THE LEGEND OF ZELDA: THE WIND WAKER
Alright, the first person who makes a height comparison between myself and Link is getting an axe up his ass.
Well, Gamecube’s sales haven’t been exactly stellar, so now’s as good a time as any for Nintendo to trot out all the old franchises that everyone’s been waiting for.
Zelda’s finally back and yeah, the graphics look like a fucking Disney cartoon. But give it a chance. Trust me. You’re already reading a review written by a fucking vegetable, you might as well listen to me, fuckface.
In this latest adventure (fuck, how cliché does that sound?) Link is back to being the small boy we remember from the first game on the NES back in the 80’s or whenever the fuck that was. The graphics definitely jump out at you and are absolutely amazing to see in motion. Believe me, the game controls just as tight as it looks. It doesn’t hurt that you’re given an EXTREMELY huge world to explore. The catch?

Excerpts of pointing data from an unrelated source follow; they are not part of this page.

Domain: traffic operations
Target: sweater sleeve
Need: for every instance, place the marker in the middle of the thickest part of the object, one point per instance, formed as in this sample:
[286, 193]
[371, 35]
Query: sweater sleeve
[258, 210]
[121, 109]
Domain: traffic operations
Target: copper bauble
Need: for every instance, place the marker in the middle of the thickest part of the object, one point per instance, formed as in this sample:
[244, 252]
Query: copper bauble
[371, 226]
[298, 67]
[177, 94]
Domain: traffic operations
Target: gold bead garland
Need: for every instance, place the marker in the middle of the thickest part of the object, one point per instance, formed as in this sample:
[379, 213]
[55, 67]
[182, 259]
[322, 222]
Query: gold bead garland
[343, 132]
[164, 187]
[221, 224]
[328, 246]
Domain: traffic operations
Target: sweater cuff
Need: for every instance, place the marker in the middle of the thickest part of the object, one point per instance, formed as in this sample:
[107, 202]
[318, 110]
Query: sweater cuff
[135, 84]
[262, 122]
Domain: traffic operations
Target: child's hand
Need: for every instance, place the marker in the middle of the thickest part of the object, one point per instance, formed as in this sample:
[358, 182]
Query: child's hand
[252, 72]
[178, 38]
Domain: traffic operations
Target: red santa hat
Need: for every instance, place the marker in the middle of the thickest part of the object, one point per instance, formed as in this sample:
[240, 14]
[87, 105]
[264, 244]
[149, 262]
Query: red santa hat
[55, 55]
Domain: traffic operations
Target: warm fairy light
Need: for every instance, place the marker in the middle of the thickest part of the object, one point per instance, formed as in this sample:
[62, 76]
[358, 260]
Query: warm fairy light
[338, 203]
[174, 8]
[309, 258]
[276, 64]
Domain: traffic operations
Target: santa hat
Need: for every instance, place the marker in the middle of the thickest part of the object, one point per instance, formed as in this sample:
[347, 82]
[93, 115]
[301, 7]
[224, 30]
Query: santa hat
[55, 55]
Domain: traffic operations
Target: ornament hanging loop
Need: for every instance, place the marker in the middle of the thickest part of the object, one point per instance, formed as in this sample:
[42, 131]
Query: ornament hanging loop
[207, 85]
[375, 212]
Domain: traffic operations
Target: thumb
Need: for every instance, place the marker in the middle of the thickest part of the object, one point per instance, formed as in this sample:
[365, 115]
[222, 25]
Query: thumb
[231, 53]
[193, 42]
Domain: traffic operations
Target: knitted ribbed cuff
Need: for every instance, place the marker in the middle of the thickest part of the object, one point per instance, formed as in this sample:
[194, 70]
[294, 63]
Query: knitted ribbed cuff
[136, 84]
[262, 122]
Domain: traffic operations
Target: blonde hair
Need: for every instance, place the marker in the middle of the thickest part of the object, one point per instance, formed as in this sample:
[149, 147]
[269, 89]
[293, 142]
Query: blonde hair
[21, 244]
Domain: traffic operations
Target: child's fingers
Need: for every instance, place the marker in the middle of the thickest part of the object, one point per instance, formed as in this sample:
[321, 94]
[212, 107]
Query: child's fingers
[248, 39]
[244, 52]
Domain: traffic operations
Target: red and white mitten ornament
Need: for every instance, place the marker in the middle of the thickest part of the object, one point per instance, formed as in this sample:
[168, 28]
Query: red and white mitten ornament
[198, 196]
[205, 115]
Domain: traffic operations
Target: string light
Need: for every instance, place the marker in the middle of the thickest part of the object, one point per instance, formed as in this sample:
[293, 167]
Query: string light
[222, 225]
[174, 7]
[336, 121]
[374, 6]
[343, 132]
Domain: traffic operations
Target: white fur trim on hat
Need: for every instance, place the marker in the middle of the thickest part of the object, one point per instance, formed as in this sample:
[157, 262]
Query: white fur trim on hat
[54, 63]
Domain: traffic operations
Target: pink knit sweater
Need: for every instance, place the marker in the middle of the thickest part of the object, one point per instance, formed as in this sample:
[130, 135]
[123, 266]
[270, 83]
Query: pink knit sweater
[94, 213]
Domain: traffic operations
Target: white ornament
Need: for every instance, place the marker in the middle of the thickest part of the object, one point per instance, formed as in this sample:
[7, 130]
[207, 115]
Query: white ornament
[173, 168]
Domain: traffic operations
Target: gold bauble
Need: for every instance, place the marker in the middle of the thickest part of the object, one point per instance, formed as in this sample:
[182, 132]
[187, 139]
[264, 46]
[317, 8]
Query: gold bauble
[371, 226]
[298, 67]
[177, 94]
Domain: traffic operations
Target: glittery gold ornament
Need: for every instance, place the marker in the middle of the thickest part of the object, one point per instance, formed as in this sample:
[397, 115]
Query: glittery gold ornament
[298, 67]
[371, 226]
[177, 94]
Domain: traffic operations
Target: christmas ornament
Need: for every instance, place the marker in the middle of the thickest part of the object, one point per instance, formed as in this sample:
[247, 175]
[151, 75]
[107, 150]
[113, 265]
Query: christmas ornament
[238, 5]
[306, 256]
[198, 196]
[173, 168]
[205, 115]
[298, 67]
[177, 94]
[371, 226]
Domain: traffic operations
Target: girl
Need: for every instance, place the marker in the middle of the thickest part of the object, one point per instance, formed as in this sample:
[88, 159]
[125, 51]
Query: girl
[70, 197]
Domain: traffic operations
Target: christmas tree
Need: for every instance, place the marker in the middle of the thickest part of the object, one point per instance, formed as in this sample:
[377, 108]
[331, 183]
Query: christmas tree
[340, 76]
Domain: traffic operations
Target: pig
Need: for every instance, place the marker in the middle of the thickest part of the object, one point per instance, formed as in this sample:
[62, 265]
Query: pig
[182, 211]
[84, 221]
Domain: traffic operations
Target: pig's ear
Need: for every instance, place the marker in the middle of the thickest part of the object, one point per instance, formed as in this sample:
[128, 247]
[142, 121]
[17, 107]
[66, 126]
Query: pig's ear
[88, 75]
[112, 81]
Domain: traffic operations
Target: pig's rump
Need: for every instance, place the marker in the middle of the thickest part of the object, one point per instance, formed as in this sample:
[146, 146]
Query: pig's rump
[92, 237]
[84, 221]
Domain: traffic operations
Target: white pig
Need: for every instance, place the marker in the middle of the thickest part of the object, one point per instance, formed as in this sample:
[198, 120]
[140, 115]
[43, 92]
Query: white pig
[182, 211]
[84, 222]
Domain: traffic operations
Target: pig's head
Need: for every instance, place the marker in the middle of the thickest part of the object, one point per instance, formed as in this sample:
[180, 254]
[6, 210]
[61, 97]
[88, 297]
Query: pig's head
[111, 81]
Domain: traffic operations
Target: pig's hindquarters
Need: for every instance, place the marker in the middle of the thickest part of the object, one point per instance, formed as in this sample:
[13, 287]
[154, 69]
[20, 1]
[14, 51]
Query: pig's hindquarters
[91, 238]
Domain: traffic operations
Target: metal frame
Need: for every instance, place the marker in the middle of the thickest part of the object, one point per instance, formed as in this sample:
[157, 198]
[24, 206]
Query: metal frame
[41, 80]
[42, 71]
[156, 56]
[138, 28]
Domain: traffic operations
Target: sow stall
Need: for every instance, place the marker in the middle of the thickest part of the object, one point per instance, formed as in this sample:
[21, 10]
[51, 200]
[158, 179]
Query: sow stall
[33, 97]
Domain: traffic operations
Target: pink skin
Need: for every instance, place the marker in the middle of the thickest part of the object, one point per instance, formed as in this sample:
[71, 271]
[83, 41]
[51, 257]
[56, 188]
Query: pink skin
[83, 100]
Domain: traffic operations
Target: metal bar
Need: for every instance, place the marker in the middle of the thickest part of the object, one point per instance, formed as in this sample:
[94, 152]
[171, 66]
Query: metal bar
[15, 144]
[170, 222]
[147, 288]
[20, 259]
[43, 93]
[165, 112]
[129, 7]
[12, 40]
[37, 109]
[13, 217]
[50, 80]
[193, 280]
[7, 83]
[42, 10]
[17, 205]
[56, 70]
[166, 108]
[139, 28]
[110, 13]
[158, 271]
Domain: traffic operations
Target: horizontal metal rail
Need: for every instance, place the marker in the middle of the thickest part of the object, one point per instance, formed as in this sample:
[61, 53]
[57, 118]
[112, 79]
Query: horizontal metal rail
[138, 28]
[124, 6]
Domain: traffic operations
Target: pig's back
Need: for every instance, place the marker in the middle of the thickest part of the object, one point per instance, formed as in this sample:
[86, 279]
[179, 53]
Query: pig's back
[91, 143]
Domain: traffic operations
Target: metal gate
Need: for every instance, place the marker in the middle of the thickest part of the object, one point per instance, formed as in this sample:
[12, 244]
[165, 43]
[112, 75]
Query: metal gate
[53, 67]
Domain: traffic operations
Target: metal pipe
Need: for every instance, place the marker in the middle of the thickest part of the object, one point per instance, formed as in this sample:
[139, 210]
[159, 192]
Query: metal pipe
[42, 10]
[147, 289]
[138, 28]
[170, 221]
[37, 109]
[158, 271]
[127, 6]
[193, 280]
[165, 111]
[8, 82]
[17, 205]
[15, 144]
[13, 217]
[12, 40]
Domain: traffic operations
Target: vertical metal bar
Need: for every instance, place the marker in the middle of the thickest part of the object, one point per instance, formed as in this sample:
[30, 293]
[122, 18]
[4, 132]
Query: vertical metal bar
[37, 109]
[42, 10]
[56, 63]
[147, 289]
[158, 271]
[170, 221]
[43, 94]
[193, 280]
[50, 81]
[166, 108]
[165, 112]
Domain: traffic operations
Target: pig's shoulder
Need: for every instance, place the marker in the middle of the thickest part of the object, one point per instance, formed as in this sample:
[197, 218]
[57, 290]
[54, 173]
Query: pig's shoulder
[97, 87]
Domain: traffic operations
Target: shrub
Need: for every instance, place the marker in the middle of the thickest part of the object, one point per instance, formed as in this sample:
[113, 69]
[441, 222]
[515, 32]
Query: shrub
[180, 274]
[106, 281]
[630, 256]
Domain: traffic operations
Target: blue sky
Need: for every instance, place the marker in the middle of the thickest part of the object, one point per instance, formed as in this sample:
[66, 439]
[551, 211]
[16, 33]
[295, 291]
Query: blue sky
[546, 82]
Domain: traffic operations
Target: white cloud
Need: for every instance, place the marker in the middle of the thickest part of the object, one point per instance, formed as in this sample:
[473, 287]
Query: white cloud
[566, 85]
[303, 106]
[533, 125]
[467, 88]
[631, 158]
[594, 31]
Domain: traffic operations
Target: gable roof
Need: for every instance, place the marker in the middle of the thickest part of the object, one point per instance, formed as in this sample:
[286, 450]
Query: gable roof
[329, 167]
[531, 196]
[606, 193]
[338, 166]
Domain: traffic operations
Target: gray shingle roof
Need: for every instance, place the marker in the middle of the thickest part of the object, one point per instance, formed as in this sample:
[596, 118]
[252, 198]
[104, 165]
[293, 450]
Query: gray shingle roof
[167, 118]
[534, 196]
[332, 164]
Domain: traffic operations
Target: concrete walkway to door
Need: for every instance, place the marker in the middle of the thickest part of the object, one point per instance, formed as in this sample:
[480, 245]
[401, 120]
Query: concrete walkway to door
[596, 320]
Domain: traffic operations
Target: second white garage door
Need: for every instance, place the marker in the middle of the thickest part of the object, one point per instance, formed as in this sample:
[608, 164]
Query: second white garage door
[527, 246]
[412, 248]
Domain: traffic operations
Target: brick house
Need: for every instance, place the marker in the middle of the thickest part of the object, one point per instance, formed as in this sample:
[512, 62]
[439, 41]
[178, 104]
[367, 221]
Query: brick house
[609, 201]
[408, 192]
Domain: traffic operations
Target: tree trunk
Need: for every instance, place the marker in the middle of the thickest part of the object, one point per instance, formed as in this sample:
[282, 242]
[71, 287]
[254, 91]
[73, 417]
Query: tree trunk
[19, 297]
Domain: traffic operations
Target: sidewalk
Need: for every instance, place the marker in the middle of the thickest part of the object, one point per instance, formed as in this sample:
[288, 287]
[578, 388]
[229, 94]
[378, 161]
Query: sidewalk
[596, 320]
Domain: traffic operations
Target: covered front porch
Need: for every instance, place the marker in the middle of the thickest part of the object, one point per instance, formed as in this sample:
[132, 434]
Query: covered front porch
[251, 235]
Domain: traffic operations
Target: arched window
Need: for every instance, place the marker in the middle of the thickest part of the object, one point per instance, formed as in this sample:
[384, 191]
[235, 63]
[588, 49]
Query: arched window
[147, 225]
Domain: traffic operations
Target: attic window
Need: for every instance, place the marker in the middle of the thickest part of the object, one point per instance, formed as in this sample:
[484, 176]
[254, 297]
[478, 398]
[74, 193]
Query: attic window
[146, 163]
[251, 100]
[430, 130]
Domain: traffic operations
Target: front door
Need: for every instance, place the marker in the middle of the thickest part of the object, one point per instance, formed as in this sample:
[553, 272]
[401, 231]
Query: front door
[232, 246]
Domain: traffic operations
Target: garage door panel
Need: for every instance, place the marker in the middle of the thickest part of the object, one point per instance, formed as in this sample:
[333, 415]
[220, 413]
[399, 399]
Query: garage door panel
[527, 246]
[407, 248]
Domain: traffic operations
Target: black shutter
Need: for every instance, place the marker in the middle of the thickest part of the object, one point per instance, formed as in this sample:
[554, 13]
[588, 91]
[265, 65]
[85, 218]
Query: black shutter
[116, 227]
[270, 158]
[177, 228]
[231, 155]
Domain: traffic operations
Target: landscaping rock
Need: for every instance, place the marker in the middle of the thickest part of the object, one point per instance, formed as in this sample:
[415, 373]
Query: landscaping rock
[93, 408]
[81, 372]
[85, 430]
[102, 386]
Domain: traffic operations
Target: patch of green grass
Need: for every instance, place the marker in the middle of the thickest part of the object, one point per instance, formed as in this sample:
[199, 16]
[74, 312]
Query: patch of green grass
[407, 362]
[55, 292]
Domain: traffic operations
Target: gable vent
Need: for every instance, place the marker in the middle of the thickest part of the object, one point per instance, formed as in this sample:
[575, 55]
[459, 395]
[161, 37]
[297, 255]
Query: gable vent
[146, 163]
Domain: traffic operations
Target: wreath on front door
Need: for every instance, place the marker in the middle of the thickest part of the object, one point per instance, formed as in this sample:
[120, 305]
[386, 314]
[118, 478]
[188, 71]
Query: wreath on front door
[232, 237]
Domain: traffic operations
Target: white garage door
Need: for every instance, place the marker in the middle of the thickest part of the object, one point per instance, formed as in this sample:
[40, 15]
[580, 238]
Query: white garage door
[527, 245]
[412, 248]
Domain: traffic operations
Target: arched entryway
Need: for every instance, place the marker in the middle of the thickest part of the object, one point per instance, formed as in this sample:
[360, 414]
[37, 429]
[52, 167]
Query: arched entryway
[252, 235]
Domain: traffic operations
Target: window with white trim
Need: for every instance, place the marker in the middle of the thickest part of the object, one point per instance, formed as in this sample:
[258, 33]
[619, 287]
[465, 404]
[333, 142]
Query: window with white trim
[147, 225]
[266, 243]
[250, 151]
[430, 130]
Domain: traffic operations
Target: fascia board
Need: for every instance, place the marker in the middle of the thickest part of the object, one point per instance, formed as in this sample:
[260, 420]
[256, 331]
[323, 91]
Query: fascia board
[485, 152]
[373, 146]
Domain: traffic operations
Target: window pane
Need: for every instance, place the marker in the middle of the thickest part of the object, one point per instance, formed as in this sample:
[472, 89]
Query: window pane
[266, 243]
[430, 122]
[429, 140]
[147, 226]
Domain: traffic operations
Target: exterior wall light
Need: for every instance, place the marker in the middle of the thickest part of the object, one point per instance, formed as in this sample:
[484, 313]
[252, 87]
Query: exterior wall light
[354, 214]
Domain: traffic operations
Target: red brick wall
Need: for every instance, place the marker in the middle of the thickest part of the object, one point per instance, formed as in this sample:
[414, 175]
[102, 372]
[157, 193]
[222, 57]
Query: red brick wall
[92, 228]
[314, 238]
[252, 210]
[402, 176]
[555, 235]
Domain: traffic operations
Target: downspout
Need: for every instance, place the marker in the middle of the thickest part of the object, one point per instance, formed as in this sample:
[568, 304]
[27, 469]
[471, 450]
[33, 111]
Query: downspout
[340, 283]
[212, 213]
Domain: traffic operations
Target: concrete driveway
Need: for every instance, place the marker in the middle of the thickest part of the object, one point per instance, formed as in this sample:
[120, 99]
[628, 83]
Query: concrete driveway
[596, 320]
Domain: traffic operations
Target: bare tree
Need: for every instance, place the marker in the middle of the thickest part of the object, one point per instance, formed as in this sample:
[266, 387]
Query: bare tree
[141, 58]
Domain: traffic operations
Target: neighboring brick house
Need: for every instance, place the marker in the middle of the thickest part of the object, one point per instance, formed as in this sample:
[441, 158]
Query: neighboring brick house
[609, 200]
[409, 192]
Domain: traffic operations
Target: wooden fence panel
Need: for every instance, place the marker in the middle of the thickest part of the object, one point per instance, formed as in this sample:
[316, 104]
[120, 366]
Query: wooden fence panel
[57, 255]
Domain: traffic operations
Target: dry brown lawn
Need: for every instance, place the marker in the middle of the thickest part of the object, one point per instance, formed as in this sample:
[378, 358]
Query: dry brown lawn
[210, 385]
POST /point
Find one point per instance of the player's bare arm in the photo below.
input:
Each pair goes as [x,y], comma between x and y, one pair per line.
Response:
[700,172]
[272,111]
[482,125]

It’s covered with ohh, say 90% water. Not to worry, Link is able to navigate with his talking boat (ok yeah, it sounds dumb, but stick around) and his ability to control the wind.
With cool innovations like using the dynamic of wind direction in situations beyond getting your boat to move, several extremely challenging dungeons and AWESOME boss fights, the
newest Zelda game more than pays for itself. Expect a good 20 hour game with TONS of sidequests.